The first exhibit gives you an aerial view of the Big Apple! 16 builders portray New York City as the “City of Light” with illuminated bridges, blinking street lamps, animated streetcars, and twinkling windows from skyscrapers. If visitors look closer, they can see the action going on inside these landmarks, like the businesspeople who commute every morning at Grand Central.

An exhibit on Europe brings the rich, romantic culture to life. Imagine being on the ground and viewing the Eiffel Tower from the inside, or standing with your hand out for the perfect picture with the Leaning Tower of Pisa – not placed too far from The Colosseum.

Gulliver’s Gate features exhibits on Russia, New England, Latin America, and the Middle East, too. With so much going on, how do they keep “the world” moving? As visitors move forward, they will see the control room – which has cameras and monitors keeping an eye everything.

Gulliver’s Gate not only used architectural but engineering skills as well to bring it all to life – making the most of today’s technology. For example, The Shanghai Global Financial Center is a luminous landmark found in the Asia exhibit, but did you know that it was built using 3D-printing?

Visitors can also get a sneak peek at the building process by putting together something of their own. Work alongside other builders and construct a house or plant their own tree. Visitors can also have their own statute made!

“Visitors have the option to take the model home as a souvenir or leave it as a permanent ‘model citizen’ in their choice anywhere in Gulliver’s Gate!” said a representative for Gulliver’s Gate.

Gulliver’s gate has a full-body scanner, equipped with128 cameras in the machine total, that enables visitors to create 3D models of themselves in a choice of four different sizes. The smallest size starts at $44, and this would be a model at 1:87 scale (the size of the models placed throughout Gulliver’s Gate).
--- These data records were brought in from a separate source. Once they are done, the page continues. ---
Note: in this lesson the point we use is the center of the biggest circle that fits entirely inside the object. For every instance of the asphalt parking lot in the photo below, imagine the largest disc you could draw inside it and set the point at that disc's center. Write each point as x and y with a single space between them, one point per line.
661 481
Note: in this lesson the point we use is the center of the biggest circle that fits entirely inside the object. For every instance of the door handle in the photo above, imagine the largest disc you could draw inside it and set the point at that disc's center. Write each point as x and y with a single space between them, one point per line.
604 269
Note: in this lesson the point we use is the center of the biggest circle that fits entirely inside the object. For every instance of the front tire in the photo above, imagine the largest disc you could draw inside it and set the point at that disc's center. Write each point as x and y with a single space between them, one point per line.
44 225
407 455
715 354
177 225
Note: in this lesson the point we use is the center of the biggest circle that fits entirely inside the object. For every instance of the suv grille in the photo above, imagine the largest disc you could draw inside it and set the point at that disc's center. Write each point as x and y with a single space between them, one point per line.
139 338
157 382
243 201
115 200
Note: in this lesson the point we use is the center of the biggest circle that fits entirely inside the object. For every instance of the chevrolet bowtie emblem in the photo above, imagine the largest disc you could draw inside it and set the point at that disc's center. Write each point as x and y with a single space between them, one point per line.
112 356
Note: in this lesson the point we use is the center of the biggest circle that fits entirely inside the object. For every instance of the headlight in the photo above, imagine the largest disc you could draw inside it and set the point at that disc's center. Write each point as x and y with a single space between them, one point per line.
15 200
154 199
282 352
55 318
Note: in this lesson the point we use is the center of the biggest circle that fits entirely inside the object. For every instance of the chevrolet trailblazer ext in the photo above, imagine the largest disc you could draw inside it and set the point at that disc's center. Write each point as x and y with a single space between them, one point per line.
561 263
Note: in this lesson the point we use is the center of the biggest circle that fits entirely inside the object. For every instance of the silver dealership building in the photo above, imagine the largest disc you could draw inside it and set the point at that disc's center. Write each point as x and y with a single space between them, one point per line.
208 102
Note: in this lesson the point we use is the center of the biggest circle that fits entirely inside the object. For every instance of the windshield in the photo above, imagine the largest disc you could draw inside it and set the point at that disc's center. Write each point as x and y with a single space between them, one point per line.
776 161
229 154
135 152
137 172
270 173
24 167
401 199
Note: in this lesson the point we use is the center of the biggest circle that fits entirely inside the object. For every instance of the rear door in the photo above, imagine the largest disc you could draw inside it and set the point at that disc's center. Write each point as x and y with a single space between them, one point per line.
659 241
Gulliver’s Gate is open every day 10 AM – 8 PM, with last entry at 7 PM. Tickets cost $36/adults, $17/children 12 and under, $27/Senior (65+), and free for active duty military in uniform with proper ID. For a group package, contact CustomerCare@GulliversGate.com. Learn more by clicking here.

Before the end of the journey, there is an airport that shows the craziness that goes on at an international airport in the U.S. The planes are engineered to move throughout the runway and even take off every 10 minutes!

Whether you want to be a spy or travel a world, it’s possible to get it done in one day in Midtown New York.